A new invocation uses the initial state. In this case i <- 0.

a_new_counter <- counter()
a_new_counter()
## [1] 1
a_new_counter()
## [1] 2

Now the imperative version for comparison.

counter <- 0
counter <- counter + 1
counter
## [1] 1
counter <- counter + 1
counter
## [1] 2

With the imperative version you’ve got to keep track of the state of the counter variable. Modifying counter accidentally is an easy mistake to make.

Currying

raise <- function(x, y) x^y
square <- function(x) raise(x, 2)
cube <- function(x) raise(x, 3)
square(2)
## [1] 4
cube(2)
## [1] 8

Currying also enbables composition. Composition relies on having two functions that take a single argument.

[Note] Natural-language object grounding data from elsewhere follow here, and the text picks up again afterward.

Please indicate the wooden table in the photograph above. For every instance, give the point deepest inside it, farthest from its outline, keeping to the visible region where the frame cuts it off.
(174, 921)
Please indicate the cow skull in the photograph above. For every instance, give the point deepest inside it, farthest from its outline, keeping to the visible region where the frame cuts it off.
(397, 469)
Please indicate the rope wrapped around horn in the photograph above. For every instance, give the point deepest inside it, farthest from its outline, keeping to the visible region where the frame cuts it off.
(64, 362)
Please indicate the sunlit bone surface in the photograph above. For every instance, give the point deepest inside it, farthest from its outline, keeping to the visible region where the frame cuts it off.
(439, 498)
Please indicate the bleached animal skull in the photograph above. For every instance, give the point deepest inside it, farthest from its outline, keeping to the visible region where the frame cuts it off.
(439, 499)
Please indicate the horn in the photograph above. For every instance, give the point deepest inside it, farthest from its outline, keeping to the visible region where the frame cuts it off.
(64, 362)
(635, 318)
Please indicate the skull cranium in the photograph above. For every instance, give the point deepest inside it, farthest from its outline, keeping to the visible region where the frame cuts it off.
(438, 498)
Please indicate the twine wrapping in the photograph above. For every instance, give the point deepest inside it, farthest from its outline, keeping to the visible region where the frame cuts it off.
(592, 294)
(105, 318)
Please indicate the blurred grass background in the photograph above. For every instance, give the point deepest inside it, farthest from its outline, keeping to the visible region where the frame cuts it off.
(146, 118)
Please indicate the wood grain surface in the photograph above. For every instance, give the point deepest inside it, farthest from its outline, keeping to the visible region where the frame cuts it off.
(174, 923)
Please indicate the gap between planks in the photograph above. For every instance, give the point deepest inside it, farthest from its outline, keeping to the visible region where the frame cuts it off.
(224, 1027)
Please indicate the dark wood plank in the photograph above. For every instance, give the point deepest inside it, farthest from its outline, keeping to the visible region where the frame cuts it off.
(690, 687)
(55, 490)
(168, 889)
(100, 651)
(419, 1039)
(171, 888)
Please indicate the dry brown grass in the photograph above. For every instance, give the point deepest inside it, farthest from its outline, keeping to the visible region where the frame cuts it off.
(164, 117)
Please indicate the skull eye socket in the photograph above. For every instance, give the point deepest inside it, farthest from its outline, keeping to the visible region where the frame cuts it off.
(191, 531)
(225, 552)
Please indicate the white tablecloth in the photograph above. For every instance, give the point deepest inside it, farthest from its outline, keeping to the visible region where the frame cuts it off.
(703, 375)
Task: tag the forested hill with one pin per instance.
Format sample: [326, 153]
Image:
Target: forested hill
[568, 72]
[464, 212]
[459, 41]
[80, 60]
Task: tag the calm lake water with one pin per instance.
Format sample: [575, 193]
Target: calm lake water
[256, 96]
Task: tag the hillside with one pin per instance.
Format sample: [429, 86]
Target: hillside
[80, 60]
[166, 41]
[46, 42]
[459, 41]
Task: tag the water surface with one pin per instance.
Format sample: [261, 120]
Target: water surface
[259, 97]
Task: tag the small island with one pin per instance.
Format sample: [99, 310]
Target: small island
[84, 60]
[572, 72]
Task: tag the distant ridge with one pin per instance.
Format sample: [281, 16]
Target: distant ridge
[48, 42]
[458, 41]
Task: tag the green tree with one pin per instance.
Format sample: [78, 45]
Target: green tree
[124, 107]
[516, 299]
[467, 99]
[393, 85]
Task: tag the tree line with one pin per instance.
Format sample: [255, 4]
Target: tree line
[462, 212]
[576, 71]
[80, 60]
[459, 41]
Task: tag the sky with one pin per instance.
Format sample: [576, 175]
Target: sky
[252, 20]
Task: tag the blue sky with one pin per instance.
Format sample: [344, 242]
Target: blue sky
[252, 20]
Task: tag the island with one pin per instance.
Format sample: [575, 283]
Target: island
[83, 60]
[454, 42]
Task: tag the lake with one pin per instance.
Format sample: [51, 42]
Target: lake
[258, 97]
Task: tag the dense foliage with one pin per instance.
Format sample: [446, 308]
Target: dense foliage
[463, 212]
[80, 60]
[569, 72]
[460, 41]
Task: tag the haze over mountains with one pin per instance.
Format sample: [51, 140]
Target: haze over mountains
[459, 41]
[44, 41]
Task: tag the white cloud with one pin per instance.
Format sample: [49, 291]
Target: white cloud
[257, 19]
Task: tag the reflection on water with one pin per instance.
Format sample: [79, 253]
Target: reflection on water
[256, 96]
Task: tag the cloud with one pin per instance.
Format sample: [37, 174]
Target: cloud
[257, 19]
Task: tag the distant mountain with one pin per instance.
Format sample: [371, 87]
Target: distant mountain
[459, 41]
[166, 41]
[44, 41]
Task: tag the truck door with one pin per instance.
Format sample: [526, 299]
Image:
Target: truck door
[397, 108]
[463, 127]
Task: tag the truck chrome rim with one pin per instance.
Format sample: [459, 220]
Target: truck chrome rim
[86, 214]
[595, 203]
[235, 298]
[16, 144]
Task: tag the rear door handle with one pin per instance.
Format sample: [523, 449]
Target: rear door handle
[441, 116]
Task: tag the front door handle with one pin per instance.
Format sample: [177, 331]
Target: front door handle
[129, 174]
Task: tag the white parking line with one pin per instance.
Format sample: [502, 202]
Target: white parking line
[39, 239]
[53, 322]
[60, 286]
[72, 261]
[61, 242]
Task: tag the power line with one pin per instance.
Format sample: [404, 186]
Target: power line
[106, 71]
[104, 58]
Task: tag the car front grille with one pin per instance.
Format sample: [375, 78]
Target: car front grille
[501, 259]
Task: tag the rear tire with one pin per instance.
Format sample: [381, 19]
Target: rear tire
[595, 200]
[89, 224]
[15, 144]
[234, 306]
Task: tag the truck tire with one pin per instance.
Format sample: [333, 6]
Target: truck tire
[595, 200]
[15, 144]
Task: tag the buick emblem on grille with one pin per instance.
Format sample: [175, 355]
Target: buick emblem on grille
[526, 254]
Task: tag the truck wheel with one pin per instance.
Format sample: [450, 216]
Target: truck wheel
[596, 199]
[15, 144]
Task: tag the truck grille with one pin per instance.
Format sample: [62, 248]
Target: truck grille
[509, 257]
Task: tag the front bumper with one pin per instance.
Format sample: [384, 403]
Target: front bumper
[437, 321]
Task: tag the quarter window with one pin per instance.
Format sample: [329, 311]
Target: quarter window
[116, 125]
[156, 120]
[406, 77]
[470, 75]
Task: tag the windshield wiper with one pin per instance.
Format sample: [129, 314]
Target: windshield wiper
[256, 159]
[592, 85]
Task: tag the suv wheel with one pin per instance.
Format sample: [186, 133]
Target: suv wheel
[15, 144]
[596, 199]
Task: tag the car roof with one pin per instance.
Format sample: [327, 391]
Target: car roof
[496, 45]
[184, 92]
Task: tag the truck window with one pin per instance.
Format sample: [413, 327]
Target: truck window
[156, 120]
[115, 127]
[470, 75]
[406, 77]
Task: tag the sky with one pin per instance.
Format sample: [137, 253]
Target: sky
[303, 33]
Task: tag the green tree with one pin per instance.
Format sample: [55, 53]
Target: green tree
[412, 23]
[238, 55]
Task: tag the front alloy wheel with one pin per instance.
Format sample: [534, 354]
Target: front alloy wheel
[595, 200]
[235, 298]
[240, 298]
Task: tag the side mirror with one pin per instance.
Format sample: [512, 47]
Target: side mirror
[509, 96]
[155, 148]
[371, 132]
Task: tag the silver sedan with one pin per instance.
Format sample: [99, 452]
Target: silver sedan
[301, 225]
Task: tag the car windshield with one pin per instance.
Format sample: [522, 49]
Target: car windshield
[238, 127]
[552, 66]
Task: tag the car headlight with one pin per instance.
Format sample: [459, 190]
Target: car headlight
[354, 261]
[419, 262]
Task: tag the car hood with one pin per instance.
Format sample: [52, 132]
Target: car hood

raise_to_6th <- compose(square, cube)
raise_to_6th(2)
## [1] 64

Currying seems useful in that it allows you to pre-fill arguments. I commonly find myself overriding default boolean flags in functions like append = TRUE or stringsAsFactors = FALSE.

For example,

data.frame(id = 1:3, names = c("Inez", "Drake", "Linux")) %>%
  str()
## 'data.frame':    3 obs. of  2 variables:
##  $ id   : int  1 2 3
##  $ names: Factor w/ 3 levels "Drake","Inez",..: 2 1 3
data.frame2 <- function(...) {
  data.frame(..., stringsAsFactors = FALSE)
}

data.frame2(id = 1:3, names = c("Inez", "Drake", "Linux")) %>%
  str()
## 'data.frame':    3 obs. of  2 variables:
##  $ id   : int  1 2 3
##  $ names: chr  "Inez" "Drake" "Linux"

Currying and it’s cousin “partial application” can allow you to fill some arguments ahead of time. This can reduce the amount of code you have to write or repeat. Bugs are highly correlated with lines of code, so reducing the quantity of code will tend to reduce bugs.